Une discrimination directe est une exclusion volontaire en raison de l’appartenance à une des catégories visées dans le texte, une discrimination indirecte est un effet non nécessairement voulu.

Il faut savoir que le principe de non discrimination a une origine anglo-saxonne et il a été affirmé par la transposition de deux directives européennes, suite à une succession d’arrêts de la Cour des Justices des communautés européennes.

Lors du traité de Luxembourg, une clause générale de non discrimination a été promulguée à l’article 13 du Traité des Communautés Européennes.

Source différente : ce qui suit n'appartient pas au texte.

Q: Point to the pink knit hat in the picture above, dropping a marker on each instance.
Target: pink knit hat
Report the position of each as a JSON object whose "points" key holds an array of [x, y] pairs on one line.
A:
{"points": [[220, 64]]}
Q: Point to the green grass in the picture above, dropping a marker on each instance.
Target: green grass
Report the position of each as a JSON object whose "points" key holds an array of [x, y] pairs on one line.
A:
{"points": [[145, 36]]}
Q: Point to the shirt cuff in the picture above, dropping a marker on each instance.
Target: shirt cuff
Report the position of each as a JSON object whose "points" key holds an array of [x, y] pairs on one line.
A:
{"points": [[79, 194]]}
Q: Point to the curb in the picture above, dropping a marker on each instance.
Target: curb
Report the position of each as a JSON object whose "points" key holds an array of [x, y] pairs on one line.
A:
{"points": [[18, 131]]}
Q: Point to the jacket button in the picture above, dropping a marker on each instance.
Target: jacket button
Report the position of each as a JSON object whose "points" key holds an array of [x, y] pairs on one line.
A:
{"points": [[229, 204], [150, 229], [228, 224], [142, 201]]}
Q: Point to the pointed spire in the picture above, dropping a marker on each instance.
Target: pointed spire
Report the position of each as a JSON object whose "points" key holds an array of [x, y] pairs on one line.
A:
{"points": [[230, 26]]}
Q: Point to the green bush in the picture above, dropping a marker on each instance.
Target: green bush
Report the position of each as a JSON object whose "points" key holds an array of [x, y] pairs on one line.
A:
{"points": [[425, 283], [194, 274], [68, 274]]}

La directive 2000/43 discrimination raciale, la directive 2000/78 discriminations liées à l’orientation sexuelle, l’âge, le handicap et les convictions religieuses, la directive 2002/73 relative à la discrimination sexuelle  ainsi que deux autres, 2004/113 discrimination sexuelle en dehors du travail et de l’emploi et enfin, la directive 2006/54 qui assure la refonte des directives précédentes en matière d’égalité professionnelle hommes/femmes.

Le droit de la non discrimination est l’histoire d’un enfantement difficile pour la France, sachant que cette dernière qui a la culture de l’égalité des individus et qui se méfie des groupes, a toujours trainé pour les transposer dans notre droit interne.

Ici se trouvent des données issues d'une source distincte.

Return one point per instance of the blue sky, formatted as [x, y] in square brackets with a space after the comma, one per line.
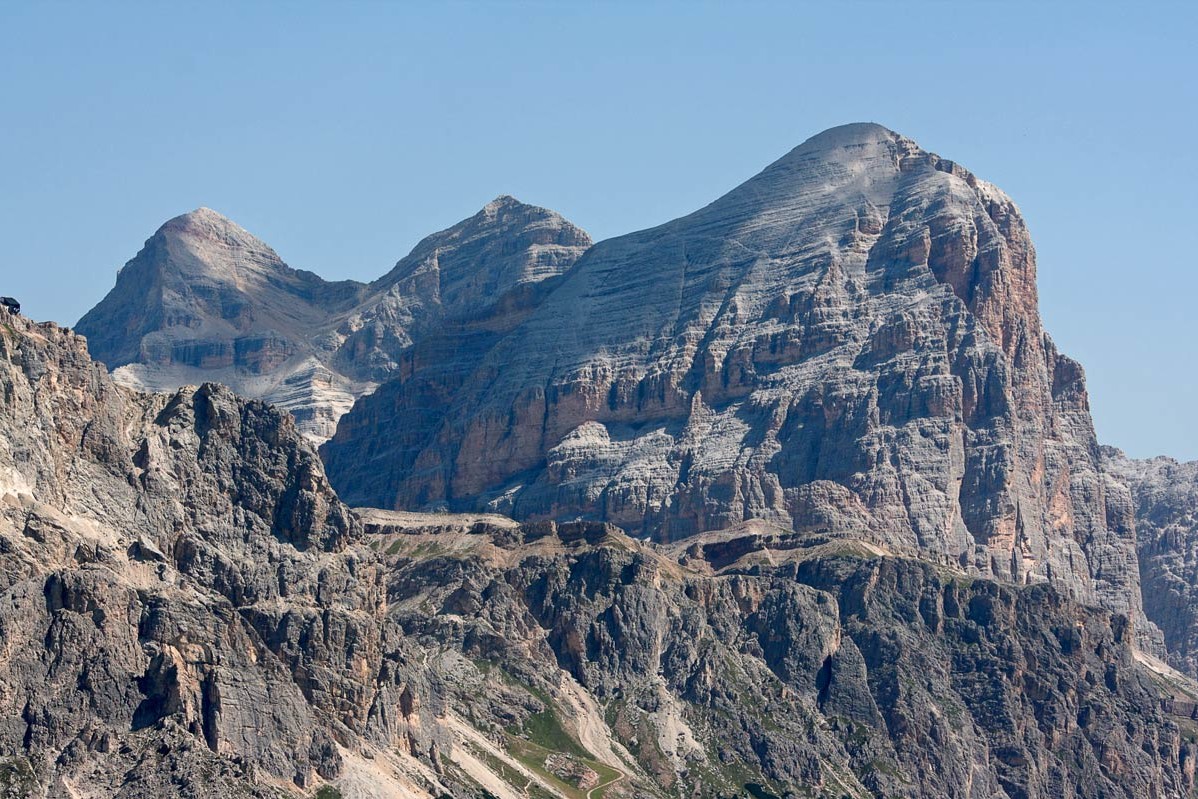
[343, 133]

En effet, il a fallu que la Commission engage une procédure de manquement devant le Juge de Luxembourg (Cour des Justices des communautés européennes) pour qu’apparaisse enfin en procédure d’urgence la loi du 27 mai 2008, portant diverses dispositions d’adaptation au droit communautaire dans le domaine des luttes contre les discriminations.

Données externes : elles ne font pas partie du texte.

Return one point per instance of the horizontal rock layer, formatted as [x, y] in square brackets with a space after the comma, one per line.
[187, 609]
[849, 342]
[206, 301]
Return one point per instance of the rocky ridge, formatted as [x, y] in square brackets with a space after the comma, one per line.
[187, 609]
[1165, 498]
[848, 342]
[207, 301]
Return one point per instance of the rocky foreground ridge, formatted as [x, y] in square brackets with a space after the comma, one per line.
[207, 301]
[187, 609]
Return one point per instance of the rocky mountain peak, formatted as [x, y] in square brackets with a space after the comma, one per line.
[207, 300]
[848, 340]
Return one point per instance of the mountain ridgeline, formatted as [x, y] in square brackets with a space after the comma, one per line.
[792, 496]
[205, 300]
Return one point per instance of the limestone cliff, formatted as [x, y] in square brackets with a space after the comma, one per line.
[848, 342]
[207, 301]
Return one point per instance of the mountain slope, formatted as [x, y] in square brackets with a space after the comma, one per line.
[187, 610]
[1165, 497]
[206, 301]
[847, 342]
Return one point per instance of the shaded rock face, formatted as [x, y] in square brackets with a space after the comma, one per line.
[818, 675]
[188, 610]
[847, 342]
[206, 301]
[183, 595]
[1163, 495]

C’est pourquoi, il sera toujours possible et il est conseillé d’utiliser la jurisprudence communautaire nettement moins timide puisque les Juges devront interpréter le texte national à la lumière de la directive dont il devra assurer le plein effet (CJCE 13 novembre 1990, Marleasing, aff. C-106-89 §8)

La discrimination est une distinction sur des motifs interdits par la loi, reprise dans le texte ci-dessus,  dans le cadre d’une relation de travail ou d’une offre de service.

Prouver est souvent difficile à administrer, ce qui explique que le législateur aie prévu un partage de la charge de la preuve.

C’est ce qui explique la mise en place d’une autorité administrative dotée de pouvoirs d’investigation importants, et qui peut se constituer partie civile dans une instance au même titre que les victimes.